News
Welcome to Code Arena
posted on July 12, 2024, 4:41 a.m. 0Hi everyone,
We're excited to introduce CodeArena, a dedicated platform designed for the comprehensive evaluation of Code Large Language Models (LLMs). CodeArena uniquely focuses on assessing both the functional correctness and code efficiency of LLM-generated code.
A Note for ACL Reviewers: CodeArena has been submitted to the DEMO track. Our primary goal for this submission is to showcase the capabilities and features of the CodeArena platform itself, rather than an in-depth analysis of metric computation or theoretical frameworks. We appreciate your understanding and focus on the demonstrative aspects of our work.
[🚧] We are currently constructing new version of CodeArena. Stay Tuned!
While numerous online judge (OJ) platforms like LeetCode, CodeForces, and AtCoder serve as excellent proving grounds for human programmers, they are generally not conducive to LLM-based evaluation—many even restrict LLM access. CodeArena bridges this gap by providing LLM-friendly APIs for seamless submission and rigorous testing of LLM-generated code.

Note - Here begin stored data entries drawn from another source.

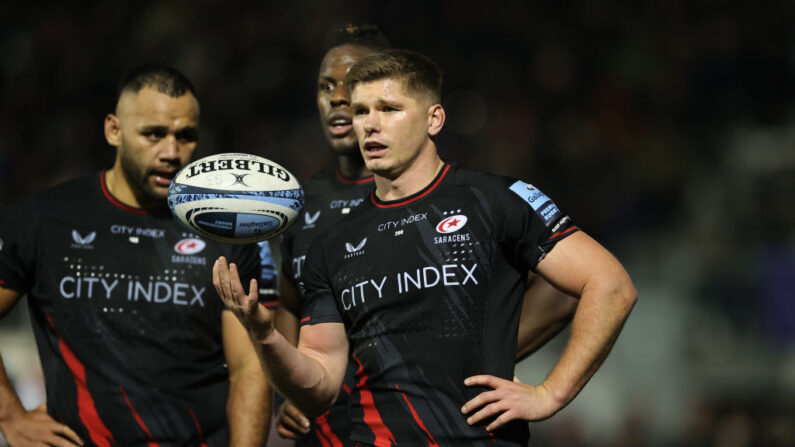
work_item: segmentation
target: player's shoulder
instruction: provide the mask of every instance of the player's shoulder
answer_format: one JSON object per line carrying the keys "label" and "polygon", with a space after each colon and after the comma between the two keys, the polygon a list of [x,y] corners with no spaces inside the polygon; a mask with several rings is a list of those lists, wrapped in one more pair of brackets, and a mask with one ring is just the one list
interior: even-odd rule
{"label": "player's shoulder", "polygon": [[511,185],[518,181],[512,177],[478,169],[463,168],[455,164],[450,165],[450,171],[451,184],[465,185],[489,193],[503,193],[509,191]]}
{"label": "player's shoulder", "polygon": [[337,169],[334,163],[326,163],[320,170],[315,171],[306,179],[301,181],[304,190],[308,188],[323,188],[336,180]]}
{"label": "player's shoulder", "polygon": [[[94,184],[95,183],[95,184]],[[66,180],[18,199],[7,207],[5,213],[25,213],[31,217],[52,210],[84,204],[89,192],[99,188],[99,174]]]}

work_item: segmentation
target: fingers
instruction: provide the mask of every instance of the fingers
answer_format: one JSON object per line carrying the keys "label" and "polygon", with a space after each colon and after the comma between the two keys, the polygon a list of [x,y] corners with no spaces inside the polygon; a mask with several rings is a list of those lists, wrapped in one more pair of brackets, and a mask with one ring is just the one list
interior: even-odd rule
{"label": "fingers", "polygon": [[[53,431],[55,433],[65,437],[65,438],[68,438],[69,440],[74,442],[74,444],[83,445],[83,440],[80,439],[80,436],[77,436],[77,433],[75,433],[74,430],[72,430],[71,428],[69,428],[66,425],[57,424],[54,427]],[[66,443],[64,445],[74,445],[74,444],[72,444],[72,442],[68,442],[68,443]]]}
{"label": "fingers", "polygon": [[470,413],[496,400],[499,400],[499,396],[497,395],[497,393],[493,391],[484,391],[478,394],[477,396],[475,396],[474,398],[472,398],[472,400],[470,400],[469,402],[465,403],[464,406],[461,407],[461,413],[463,414]]}
{"label": "fingers", "polygon": [[[53,433],[58,433],[58,432],[54,430]],[[72,442],[71,439],[67,439],[62,436],[56,436],[55,434],[47,438],[47,443],[48,445],[52,445],[55,447],[75,447],[83,445],[82,442]]]}
{"label": "fingers", "polygon": [[299,430],[301,433],[309,433],[309,419],[307,419],[307,417],[304,416],[304,413],[301,413],[298,408],[288,404],[284,408],[284,414],[294,422],[297,430]]}
{"label": "fingers", "polygon": [[288,402],[279,410],[276,431],[282,438],[298,439],[302,434],[309,433],[309,419],[301,411]]}
{"label": "fingers", "polygon": [[464,379],[464,385],[466,386],[487,386],[489,388],[497,388],[503,382],[507,382],[507,380],[487,374]]}
{"label": "fingers", "polygon": [[478,410],[477,412],[475,412],[471,416],[469,416],[467,418],[467,424],[469,424],[469,425],[478,424],[481,421],[489,419],[489,418],[492,418],[495,415],[497,415],[497,414],[499,414],[499,413],[501,413],[501,412],[503,412],[503,411],[505,411],[507,409],[508,408],[505,408],[502,405],[501,401],[492,402],[492,403],[486,405],[485,407],[481,408],[480,410]]}
{"label": "fingers", "polygon": [[249,283],[249,293],[246,295],[240,281],[240,273],[235,263],[230,263],[221,256],[213,265],[213,286],[227,307],[242,307],[250,313],[255,309],[259,299],[257,280],[252,278]]}

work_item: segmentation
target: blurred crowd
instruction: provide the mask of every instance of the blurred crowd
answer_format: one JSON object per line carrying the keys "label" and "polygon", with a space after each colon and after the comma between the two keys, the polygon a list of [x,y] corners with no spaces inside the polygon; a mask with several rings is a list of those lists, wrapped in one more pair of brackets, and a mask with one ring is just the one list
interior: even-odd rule
{"label": "blurred crowd", "polygon": [[[196,84],[199,156],[310,175],[328,160],[324,42],[374,23],[445,71],[443,156],[538,185],[640,291],[603,371],[533,445],[795,445],[792,3],[270,3],[0,6],[0,212],[109,167],[116,82],[150,60]],[[4,357],[35,349],[23,311],[0,323]],[[40,398],[36,366],[14,363]]]}

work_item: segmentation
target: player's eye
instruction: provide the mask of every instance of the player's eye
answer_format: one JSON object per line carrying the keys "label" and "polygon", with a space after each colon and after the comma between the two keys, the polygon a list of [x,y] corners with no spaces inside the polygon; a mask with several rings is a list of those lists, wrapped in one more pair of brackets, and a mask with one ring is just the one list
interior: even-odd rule
{"label": "player's eye", "polygon": [[321,82],[320,86],[318,86],[318,89],[321,92],[328,93],[328,92],[334,90],[334,86],[330,82]]}
{"label": "player's eye", "polygon": [[166,131],[163,129],[147,129],[141,132],[141,135],[150,140],[161,140],[166,137]]}
{"label": "player's eye", "polygon": [[182,129],[177,131],[174,136],[180,143],[195,143],[199,140],[199,133],[196,129]]}
{"label": "player's eye", "polygon": [[369,113],[369,110],[367,110],[366,107],[356,107],[353,109],[354,115],[367,115],[367,113]]}

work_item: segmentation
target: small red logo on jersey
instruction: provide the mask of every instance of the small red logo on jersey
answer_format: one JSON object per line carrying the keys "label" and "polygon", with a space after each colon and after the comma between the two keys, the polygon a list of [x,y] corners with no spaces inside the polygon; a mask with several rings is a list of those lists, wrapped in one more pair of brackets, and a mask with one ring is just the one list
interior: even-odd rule
{"label": "small red logo on jersey", "polygon": [[436,231],[442,234],[455,233],[456,231],[463,228],[466,223],[467,217],[463,214],[450,216],[439,222],[439,225],[436,225]]}
{"label": "small red logo on jersey", "polygon": [[203,240],[189,237],[177,242],[177,244],[174,245],[174,251],[181,255],[195,255],[204,250],[206,246],[207,243]]}

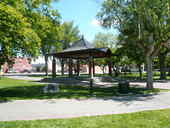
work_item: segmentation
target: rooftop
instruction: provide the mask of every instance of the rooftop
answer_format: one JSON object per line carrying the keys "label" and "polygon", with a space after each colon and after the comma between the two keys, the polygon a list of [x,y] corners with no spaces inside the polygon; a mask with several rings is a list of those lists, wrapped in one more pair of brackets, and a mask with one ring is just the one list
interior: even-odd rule
{"label": "rooftop", "polygon": [[90,56],[93,58],[110,57],[112,56],[112,52],[109,48],[95,48],[92,43],[82,37],[62,52],[51,53],[48,55],[55,56],[57,58],[87,59]]}

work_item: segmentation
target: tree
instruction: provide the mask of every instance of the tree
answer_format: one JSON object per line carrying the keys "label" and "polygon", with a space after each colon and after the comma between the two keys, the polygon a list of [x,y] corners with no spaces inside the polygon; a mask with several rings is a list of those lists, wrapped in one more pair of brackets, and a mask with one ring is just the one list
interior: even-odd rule
{"label": "tree", "polygon": [[166,57],[166,64],[167,64],[167,68],[168,68],[168,76],[170,76],[170,54],[167,55]]}
{"label": "tree", "polygon": [[167,54],[169,52],[169,49],[162,48],[158,54],[159,58],[159,67],[160,67],[160,80],[166,79],[166,58]]}
{"label": "tree", "polygon": [[74,22],[64,22],[62,24],[62,48],[68,48],[72,43],[80,39],[80,31]]}
{"label": "tree", "polygon": [[3,3],[17,9],[27,10],[27,9],[37,9],[43,5],[50,6],[51,2],[57,2],[57,1],[58,0],[3,0]]}
{"label": "tree", "polygon": [[114,49],[117,44],[117,37],[112,33],[97,33],[95,35],[93,43],[96,48],[104,48],[108,47],[110,49]]}
{"label": "tree", "polygon": [[32,28],[41,38],[40,52],[44,56],[46,75],[48,75],[48,58],[46,54],[61,49],[60,15],[56,10],[43,8],[39,12],[31,12]]}
{"label": "tree", "polygon": [[44,56],[46,75],[48,75],[48,57],[46,54],[61,49],[61,17],[57,10],[49,8],[51,1],[56,0],[39,0],[40,3],[25,2],[28,7],[26,16],[31,17],[32,28],[41,38],[40,52]]}
{"label": "tree", "polygon": [[144,51],[136,43],[133,36],[124,37],[124,35],[119,34],[118,49],[121,57],[127,56],[128,61],[135,63],[139,70],[140,79],[142,79],[141,66],[145,62]]}
{"label": "tree", "polygon": [[[9,47],[9,51],[11,54],[4,54],[4,52],[1,53],[6,56],[8,55],[8,58],[13,55],[14,52],[20,52],[20,55],[28,55],[28,51],[31,51],[31,56],[37,56],[38,53],[42,53],[43,55],[49,53],[52,46],[55,46],[58,48],[58,42],[59,42],[59,29],[60,27],[60,15],[57,10],[51,10],[49,9],[50,3],[52,1],[57,0],[4,0],[3,2],[0,2],[3,4],[3,6],[7,6],[9,8],[12,8],[15,10],[18,15],[20,14],[22,17],[17,17],[15,21],[11,21],[10,27],[16,26],[15,23],[23,23],[25,28],[22,30],[22,24],[18,24],[18,30],[20,31],[20,34],[24,34],[23,40],[27,41],[27,45],[24,45],[24,43],[21,43],[19,45],[16,45],[19,42],[18,36],[15,34],[14,31],[11,31],[11,35],[5,35],[5,38],[14,38],[13,39],[13,47],[8,45],[7,43],[1,44],[2,51],[5,51],[5,47]],[[11,15],[15,15],[14,12],[10,12]],[[8,14],[4,14],[4,17],[8,17]],[[21,21],[19,21],[20,19]],[[1,20],[3,22],[6,22],[6,18]],[[9,22],[9,21],[8,21]],[[15,28],[7,28],[4,26],[6,30],[16,30]],[[28,29],[29,28],[29,29]],[[20,30],[19,30],[20,29]],[[9,32],[9,31],[8,31]],[[13,35],[12,35],[13,34]],[[13,37],[12,37],[13,36]],[[34,36],[34,37],[33,37]],[[36,36],[36,37],[35,37]],[[25,39],[24,39],[25,38]],[[27,38],[27,39],[26,39]],[[4,39],[1,38],[3,41]],[[28,40],[29,39],[29,40]],[[39,41],[38,41],[39,39]],[[22,41],[23,41],[22,40]],[[22,42],[20,41],[20,42]],[[34,42],[34,43],[32,43]],[[31,44],[32,43],[32,44]],[[25,51],[20,50],[20,47],[23,46],[22,49],[26,49]],[[37,45],[37,46],[36,46]],[[32,46],[32,47],[31,47]],[[28,49],[27,49],[28,48]],[[40,49],[40,50],[39,50]],[[27,52],[27,53],[26,53]],[[30,53],[30,52],[29,52]],[[1,57],[1,59],[4,59],[7,61],[7,57]],[[10,59],[9,59],[10,60]]]}
{"label": "tree", "polygon": [[[80,39],[80,31],[77,26],[74,26],[74,22],[64,22],[61,25],[61,33],[62,33],[62,39],[61,39],[61,47],[62,49],[66,49],[70,47],[72,43],[75,43]],[[62,68],[62,75],[64,75],[64,63],[65,59],[61,59],[61,68]]]}
{"label": "tree", "polygon": [[[96,48],[110,48],[112,52],[116,49],[117,37],[112,33],[97,33],[93,40],[93,44]],[[95,64],[102,67],[103,74],[105,73],[105,67],[108,65],[110,58],[95,59]]]}
{"label": "tree", "polygon": [[153,88],[152,62],[170,38],[169,0],[106,0],[98,14],[104,27],[115,27],[125,37],[135,37],[144,51],[147,88]]}
{"label": "tree", "polygon": [[0,61],[1,64],[13,56],[36,56],[41,39],[32,30],[31,24],[15,8],[0,3]]}

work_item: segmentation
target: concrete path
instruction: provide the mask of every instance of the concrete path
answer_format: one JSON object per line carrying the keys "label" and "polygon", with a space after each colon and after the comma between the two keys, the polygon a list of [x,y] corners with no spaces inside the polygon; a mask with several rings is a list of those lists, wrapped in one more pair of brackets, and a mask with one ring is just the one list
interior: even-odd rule
{"label": "concrete path", "polygon": [[0,121],[72,118],[170,108],[170,92],[88,100],[17,100],[0,103]]}
{"label": "concrete path", "polygon": [[42,77],[32,77],[32,75],[43,75],[42,73],[6,73],[4,76],[12,79],[19,79],[19,80],[32,80],[32,81],[40,81],[43,79]]}
{"label": "concrete path", "polygon": [[[131,86],[141,86],[141,87],[146,87],[145,82],[131,82]],[[157,81],[154,82],[154,88],[160,88],[160,89],[170,89],[170,81]]]}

This is powered by Monolith, our high-concurrency sandbox engineered for secure and efficient code execution.
from codearena import codearena
# Initialize CodeArena Client
client = codearena.CodeArena(url_root='https://codearena.online', token='<codearena_token>')
# Get Problem List
problems = client.get_problems()
# Get Problem Details
problem = client.get_problem(problem_id='<problem_id>')
# Get Submission List
submissions = client.get_submissions()
# Get Submission Details
submission = client.get_submission(<submission_id>)
# Submit Solution
submission_result = client.post_submission(problem_code="<problem_id>", language="<language>", source="<source_code>")
To facilitate exploration, we provide a trial account (Account: Test / Password: Haveatry!) for anyone interested in browsing our data. Enjoy!